Shared memory performance issue

I had a kernel that implements a KNN search on 3D spatial data for any given K up to 127.

The problem I encountered was: when using shared memory to store point indexes, if the kernel uses more than 8KB shared memory (doesn’t matter if the allocation is explicit or implicit via kernel launch configuration), the kernel performance is decreased.

Even if I don’t use all the shared memory (in case of explicit allocation).

I’ve modified the following kernel to test this issue.
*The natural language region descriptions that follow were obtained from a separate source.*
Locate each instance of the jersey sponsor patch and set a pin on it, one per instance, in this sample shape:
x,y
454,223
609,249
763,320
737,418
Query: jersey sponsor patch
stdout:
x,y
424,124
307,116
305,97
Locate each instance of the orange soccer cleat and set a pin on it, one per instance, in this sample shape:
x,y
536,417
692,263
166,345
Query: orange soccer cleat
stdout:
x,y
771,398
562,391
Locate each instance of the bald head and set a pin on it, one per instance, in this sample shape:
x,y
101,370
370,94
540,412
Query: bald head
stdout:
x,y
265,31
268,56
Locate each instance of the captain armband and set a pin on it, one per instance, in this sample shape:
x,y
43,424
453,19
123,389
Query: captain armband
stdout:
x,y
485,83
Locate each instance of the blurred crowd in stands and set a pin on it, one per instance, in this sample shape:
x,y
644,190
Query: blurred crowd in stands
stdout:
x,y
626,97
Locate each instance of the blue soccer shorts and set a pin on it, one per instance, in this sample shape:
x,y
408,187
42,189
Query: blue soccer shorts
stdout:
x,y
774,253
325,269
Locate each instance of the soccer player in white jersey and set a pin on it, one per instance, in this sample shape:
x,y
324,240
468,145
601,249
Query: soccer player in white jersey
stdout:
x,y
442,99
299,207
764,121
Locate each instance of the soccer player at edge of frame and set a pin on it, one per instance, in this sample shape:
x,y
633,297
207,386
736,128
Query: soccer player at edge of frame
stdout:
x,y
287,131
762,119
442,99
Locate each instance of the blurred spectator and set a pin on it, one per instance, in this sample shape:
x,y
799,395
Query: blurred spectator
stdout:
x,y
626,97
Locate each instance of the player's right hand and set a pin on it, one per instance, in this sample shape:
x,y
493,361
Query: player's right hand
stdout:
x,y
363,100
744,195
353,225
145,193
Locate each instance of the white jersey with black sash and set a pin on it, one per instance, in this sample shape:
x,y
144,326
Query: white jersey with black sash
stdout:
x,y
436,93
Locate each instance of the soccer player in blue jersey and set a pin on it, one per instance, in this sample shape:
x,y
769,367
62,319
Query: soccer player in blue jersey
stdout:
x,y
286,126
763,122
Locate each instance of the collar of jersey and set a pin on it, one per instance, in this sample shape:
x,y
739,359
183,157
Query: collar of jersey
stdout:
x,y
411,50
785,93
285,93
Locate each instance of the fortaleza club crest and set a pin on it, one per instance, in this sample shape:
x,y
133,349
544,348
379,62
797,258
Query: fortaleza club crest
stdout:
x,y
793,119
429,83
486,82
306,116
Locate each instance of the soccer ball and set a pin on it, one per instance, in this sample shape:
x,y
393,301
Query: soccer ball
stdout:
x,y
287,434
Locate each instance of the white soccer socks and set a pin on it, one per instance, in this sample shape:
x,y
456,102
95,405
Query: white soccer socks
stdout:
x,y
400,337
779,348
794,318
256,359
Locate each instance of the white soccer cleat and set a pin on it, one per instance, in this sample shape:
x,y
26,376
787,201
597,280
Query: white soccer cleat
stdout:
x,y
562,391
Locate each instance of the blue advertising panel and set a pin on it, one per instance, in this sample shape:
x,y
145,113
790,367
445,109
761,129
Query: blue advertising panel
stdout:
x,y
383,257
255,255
__global__ void rearrangeBuffers(float4* o_pos, float4* o_norm,

unsigned* io_hashes, unsigned* io_indices, unsigned realSize) {

	__shared__ float4 points[256];

	const unsigned idx = threadIdx.x + (blockIdx.x * blockDim.x);

	const unsigned hash = io_hashes[idx];

	const unsigned myIndex = io_indices[idx];

	if (idx < realSize) {

		points[threadIdx.x] = tex1Dfetch(texPositions, myIndex);

		points[threadIdx.x + 128] = tex1Dfetch(texNormals, myIndex);

	}

	__syncthreads();

	if (idx < realSize) {

		o_pos[idx] = points[threadIdx.x];

		o_norm[idx] = points[threadIdx.x + 128];

		io_hashes[idx] = hash;

	}

}

The shared memory uses 256 * sizeof(float4) = 4096 bytes = 4KB. So, changing the allocation to:

__shared__ float4 points[513];

I got the usage of 513 * sizeof(float4) = 8208bytes > 8KB.

The original kernel runs in 80 microseconds (9800 GX2) for about 54K points (float4), with 128 threads per block.

The modified one runs between 90-100 microseconds.

The kernel concerning the KNN search, originally runs for the same data (54K points) in about 16ms for K=15 and with a kernel configuration of 128 threads per block. When K=16 (which causes the shared memory usage break the 8KB limit), the same kernel runs in 25ms. If I change the kernel configuration to 64 threads per block, the shared memory usage is decreased to less than 8KB and then the kernel runs in 19ms. I solved shared memory bank conflicts and the issue is still there…

Anyone has any clue on this issue? I’ve tested it on two GPUS: 8800GTX and 9800 GX2.

Thanks in advance.

Using more than 8KB per kernel limits the execution to 1 block per multiprocessor at all time since there is only 16KB total per MP.
So im guessing youre seeing the fallback of this. The scheduler is unable to hide memory fetches latency as it does not have any other blocks to juggle with.

Now I see! It totally makes sense. Thanks for answering me.

Anyway, I am not using shared memory anymore. I “solved” my problem declaring as many variables as I need (the drawback is to write more than one kernel to suit different K’s). For example, if K=16, I’ll call a kernel with 20 variables to hold the distances, instead of an array of 20 (which would be placed on local memory). The performance gains were awesome!

Now I can perform a KNN search with K=50 for each of those 54K points in no more than 50ms (with a thread block configuration of 128 threads, 9800 GX2).

That seems slow, just from a rough mental estimate, comparing to some of the tree builds and searches I do for raytracing (which isn’t KDD but still does a lot of “what’s near me” sorting.) What kind of strategy are you using? Building a KD tree then walking it for each point with a stack?

Gridding it and examining nearby voxels?

Oh sorry, I didn’t express myself clear… It is not just one KNN search.
For each point in the point cloud, I am searching its 50 neighbors on the very same point cloud.
So, I am performing 54,000 KNN searches (with K=50) in 50ms (my previous kernel ran in 163ms).
For a small comparison, when K=10, I get around 11ms in the search stage (it’s kinda linear).
The data structure is a grid, and I am constructing it in less than 15ms.

Actually you were clear. I was just doing some rough guesses to how long I’d expect it to take and I underestimated.

Checking with Mr. Anderson’s HOOMD molecular dynamics paper, he’s got a computational step which is generating neighbor lists

not of KNN but of all neighbors in a finite distance, but his average list size is about 30. For about 50K particles, HOOMD takes about 25ms,

so you’re in the same range. (see his figure 7) [And Mr Anderson can glare at me for comparing two algorithms which aren’t on the same hardware, not

generating the same data, have different domains and assumptions… ] But anyway, you’re “in the ballpark” for sure.